Drodzy forumowicze...
Kazdy z nas ma za soba jakaś historię podrozowania,biwakowania, nocy pod namiotem czy to w Bieszczadach, ,Borach Tucholskich czy boskiej Kotlinie Kłodzkiej lub w innych miejscach swiata...co za tym idzie ma swoj wlasny sposob na radzenie sobie z prowiantem. Nie ma o co sie kłócić.

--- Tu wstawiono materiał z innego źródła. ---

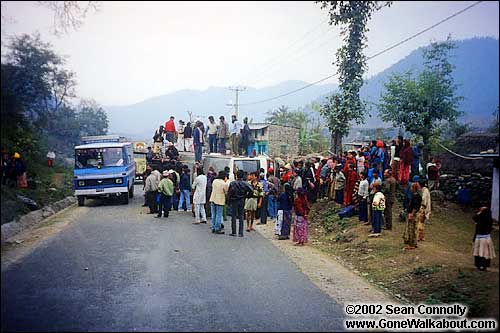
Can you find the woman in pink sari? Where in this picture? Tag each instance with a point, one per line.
(406, 160)
(302, 208)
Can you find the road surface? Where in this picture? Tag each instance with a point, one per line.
(115, 268)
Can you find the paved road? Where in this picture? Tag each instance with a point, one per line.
(147, 274)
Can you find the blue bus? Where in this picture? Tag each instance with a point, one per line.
(104, 167)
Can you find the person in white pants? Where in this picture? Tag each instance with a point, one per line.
(180, 137)
(200, 196)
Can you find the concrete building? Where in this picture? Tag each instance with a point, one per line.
(275, 140)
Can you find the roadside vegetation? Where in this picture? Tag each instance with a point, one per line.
(440, 270)
(38, 115)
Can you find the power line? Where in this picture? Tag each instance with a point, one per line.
(296, 55)
(371, 57)
(273, 59)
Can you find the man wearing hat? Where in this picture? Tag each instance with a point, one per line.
(222, 134)
(288, 173)
(166, 190)
(235, 135)
(151, 190)
(172, 153)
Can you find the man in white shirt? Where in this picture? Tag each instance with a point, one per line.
(235, 135)
(363, 192)
(212, 135)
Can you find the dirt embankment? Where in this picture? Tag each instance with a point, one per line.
(440, 270)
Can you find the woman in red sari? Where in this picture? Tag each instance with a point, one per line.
(406, 160)
(302, 208)
(350, 184)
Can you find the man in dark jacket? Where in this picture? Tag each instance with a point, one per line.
(172, 153)
(185, 189)
(237, 192)
(198, 141)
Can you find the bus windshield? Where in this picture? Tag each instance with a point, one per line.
(98, 157)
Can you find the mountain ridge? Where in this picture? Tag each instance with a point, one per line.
(476, 74)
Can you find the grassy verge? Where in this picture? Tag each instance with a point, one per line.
(440, 270)
(46, 185)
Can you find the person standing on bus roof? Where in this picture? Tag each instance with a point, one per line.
(170, 130)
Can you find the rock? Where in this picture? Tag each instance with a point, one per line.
(437, 196)
(27, 201)
(47, 211)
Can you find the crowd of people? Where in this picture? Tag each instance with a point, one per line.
(193, 137)
(363, 182)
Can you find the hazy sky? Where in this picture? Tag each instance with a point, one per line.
(130, 51)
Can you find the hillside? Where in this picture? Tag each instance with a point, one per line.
(476, 73)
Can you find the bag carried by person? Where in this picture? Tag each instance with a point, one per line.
(346, 211)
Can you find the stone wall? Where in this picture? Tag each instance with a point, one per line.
(283, 135)
(470, 143)
(478, 186)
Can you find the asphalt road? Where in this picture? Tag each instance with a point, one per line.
(148, 274)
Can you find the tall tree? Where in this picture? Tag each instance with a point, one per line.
(421, 103)
(351, 65)
(38, 78)
(67, 14)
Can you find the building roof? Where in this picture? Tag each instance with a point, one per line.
(103, 145)
(264, 125)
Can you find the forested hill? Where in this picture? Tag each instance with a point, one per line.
(476, 73)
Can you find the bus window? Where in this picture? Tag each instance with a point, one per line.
(246, 165)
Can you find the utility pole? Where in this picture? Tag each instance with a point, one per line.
(236, 89)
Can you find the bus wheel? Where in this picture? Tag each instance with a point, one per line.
(125, 198)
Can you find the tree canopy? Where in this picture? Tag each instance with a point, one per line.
(345, 107)
(36, 95)
(421, 102)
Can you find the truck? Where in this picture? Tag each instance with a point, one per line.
(235, 163)
(140, 152)
(104, 167)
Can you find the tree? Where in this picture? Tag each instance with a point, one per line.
(351, 65)
(67, 14)
(37, 78)
(337, 120)
(423, 102)
(494, 127)
(282, 116)
(92, 119)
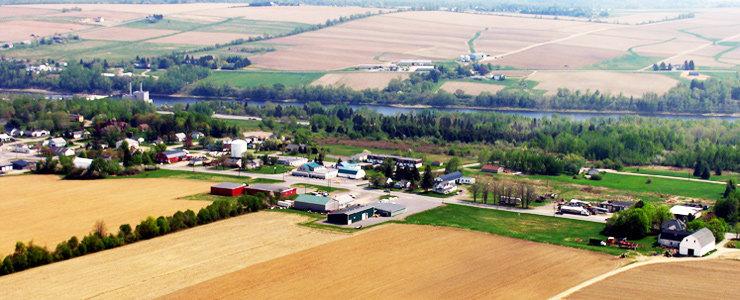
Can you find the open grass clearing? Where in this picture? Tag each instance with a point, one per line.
(407, 261)
(543, 229)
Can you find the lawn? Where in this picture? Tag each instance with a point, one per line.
(676, 187)
(250, 79)
(317, 187)
(686, 174)
(543, 229)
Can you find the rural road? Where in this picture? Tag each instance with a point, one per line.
(722, 252)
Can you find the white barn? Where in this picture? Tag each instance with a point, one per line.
(697, 244)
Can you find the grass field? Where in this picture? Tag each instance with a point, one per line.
(156, 267)
(412, 262)
(716, 279)
(684, 188)
(543, 229)
(681, 174)
(250, 79)
(47, 210)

W moim domu gotuję tylko i wylacznie ja,nawet kanapki zonie do pracy robie.Ot takie juz mam hobby, ze lubie robic schabowy czy łazanki.Dlatego do Cro biore swoje proste podstawowe skladniki i na miejscu czekam na co mnie najdzie ochota.
Jak nie mam ochoty gotowania, to idziemy na obiad w miasto i jem miejscowe portawy z duza ochota (potem probuje je zrobic w Polsce).
Jak mam ochote to gotuje i tyle.
I nie ma tutaj najmniejszego znaczenia zasobnosc portfela,zarabiam jak wiekszosc na zycie ciezka praca,moja zona rowniez, dlatego wypoczywam za swoje w swoj wlasny sposob i nie powinno to nikogo obchodzic.
Zatem jedzmy jak chcemy, pijmy co chcemy,uprawiajmy sex z kim chcemy i przestanmy sie klocic o pierdoly.